Dunfermline Abbey from Pittencrieff Park
|Denomination||Church of Scotland|
|Previous denomination||Roman Catholic|
|Functional status||Parish Church|
|Minister(s)||MaryAnn R. Rennie|
Dunfermline Abbey is a Church of Scotland Parish Church in Dunfermline, Fife, Scotland. The church occupies the site of the ancient chancel and transepts of a large medieval Benedictine abbey, which was sacked in 1560 during the Scottish Reformation and permitted to fall into disrepair. Part of the old abbey church continued in use at that time and some parts of the abbey infrastructure still remain. Dunfermline Abbey is one of Scotland's most important cultural sites.
The Benedictine Abbey of the Holy Trinity and St Margaret, was founded in 1128 by King David I of Scotland, but the monastic establishment was based on an earlier foundation dating back to the reign of his father King Máel Coluim mac Donnchada, i. e. "Malcolm III" or "Malcolm Canmore" (regnat 1058-93), and his queen, St Margaret of Scotland. At its head was the Abbot of Dunfermline, the first of which was Geoffrey of Canterbury, former Prior of Christ Church, Canterbury, the Kent monastery that probably supplied Dunfermline's first monks. At the peak of its power it controlled four burghs, three courts of regality, and a large portfolio of lands from Moray in the north south to Berwickshire.
In the decades after its foundation the abbey was the recipient of considerable endowments, as seen from the dedication of 26 altars donated by individual benefactors and guilds and it was an important destination of pilgrims because it hosted the reliquary shrine and cult of Saint Margaret of Scotland, from whom the abbey later claimed foundation and for which an earlier foundation charter was fabricated. The foundations of the earliest church, namely the Church of the Holy Trinity, are under the superb Romanesque nave built in the 12th century.
During the Scottish Reformation, the abbey church was sacked in March 1560. Some parts of the abbey infrastructure still remain, principally the vast refectory and rooms over the gatehouse which was part of the former city wall. The nave was also spared and it was repaired in 1570 by Robert Drummond of Carnock. It served as the parish church till the 19th century, and now forms the vestibule of a new church. This edifice, in the Perpendicular style, opened for public worship in 1821, occupies the site of the ancient chancel and transepts, though differing in style and proportions from the original structure. Also of the monastery there still remains the south wall of the refectory, with a fine window. Next to the abbey is the ruin of Dunfermline Palace, also part of the original abbey complex and connected to it via the gatehouse.
Dunfermline Abbey, one of Scotland's most important cultural sites, has received more of Scotland's royal dead than any other place in the kingdom, excepting Iona. One of the most notable non-royal names to be associated with the abbey is the northern renaissance poet, Robert Henryson. The tomb of Saint Margaret and Malcolm Canmore, within the ruined walls of the Lady chapel, was restored and enclosed by command of Queen Victoria.
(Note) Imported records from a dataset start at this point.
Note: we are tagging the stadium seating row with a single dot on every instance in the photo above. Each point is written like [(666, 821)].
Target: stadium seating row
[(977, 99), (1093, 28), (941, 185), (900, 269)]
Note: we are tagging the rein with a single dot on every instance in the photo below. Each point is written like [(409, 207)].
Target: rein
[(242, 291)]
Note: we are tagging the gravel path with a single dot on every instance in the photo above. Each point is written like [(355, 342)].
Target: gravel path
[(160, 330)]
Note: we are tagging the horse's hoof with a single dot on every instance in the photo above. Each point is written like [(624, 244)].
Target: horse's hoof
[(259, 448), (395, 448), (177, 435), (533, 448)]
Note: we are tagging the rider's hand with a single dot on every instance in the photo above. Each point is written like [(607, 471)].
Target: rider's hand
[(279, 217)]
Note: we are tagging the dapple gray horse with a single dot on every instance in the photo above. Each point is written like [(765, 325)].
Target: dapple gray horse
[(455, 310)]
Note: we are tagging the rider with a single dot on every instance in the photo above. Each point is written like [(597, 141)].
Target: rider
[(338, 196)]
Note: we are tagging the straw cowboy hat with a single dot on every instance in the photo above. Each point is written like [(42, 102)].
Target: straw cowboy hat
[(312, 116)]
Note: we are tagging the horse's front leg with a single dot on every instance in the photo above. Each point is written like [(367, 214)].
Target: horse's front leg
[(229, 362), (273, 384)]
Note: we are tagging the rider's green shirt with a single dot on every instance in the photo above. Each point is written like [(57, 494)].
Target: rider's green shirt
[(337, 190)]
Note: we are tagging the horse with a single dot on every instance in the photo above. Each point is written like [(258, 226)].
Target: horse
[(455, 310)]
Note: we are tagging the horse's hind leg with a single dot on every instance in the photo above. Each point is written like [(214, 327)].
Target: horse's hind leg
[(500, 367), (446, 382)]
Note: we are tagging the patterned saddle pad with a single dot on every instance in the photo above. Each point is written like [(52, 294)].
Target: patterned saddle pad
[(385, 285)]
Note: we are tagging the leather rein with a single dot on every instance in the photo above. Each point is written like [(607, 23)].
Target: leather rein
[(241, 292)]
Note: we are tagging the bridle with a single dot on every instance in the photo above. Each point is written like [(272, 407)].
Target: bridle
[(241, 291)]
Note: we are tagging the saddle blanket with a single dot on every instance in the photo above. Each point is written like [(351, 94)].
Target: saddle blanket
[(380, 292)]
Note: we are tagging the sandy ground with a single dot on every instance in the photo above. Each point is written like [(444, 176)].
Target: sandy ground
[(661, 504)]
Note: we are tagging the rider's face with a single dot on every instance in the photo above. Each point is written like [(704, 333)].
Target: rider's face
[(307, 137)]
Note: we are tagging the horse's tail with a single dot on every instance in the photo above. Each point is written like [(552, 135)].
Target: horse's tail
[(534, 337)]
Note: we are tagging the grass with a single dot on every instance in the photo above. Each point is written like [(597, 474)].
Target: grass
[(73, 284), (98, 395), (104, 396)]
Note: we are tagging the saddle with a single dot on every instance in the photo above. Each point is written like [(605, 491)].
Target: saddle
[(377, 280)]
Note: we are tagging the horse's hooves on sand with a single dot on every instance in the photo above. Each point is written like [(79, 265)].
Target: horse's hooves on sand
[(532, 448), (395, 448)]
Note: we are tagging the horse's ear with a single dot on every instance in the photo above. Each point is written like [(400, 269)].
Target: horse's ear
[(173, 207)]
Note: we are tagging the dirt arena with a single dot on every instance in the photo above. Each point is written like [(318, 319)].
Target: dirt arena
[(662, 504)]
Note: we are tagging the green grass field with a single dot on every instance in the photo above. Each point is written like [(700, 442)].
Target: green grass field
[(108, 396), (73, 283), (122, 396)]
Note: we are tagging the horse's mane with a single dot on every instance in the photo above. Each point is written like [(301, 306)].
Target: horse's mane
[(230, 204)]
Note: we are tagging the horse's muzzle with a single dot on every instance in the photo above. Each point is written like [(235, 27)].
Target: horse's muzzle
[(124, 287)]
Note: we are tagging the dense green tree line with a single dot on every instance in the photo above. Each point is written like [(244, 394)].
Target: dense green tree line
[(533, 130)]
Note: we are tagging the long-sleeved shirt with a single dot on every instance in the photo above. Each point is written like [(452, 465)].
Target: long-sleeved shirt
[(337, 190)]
The current building on the site of the choir of the old abbey church is a parish church of the Church of Scotland, still with the name Dunfermline Abbey. The minister (since 2012) is the Reverend MaryAnn R. Rennie.
The old building was a fine example of simple and massive Romanesque, as the nave testifies, and has a beautiful doorway in its west front. Another rich Romanesque doorway was exposed in the south wall in 1903, when masons were cutting a site for the memorial to the soldiers who had fallen in the Second Boer War. A new site was found for this monument in order that the ancient and beautiful entrance might be preserved. The venerable structure is maintained publicly, and private munificence has provided several stained-glass windows. The architecture of the Afghan Church in Mumbai in India (dedicated to St John the Baptist) references the door and the right side of the church of Dunfermline Abbey.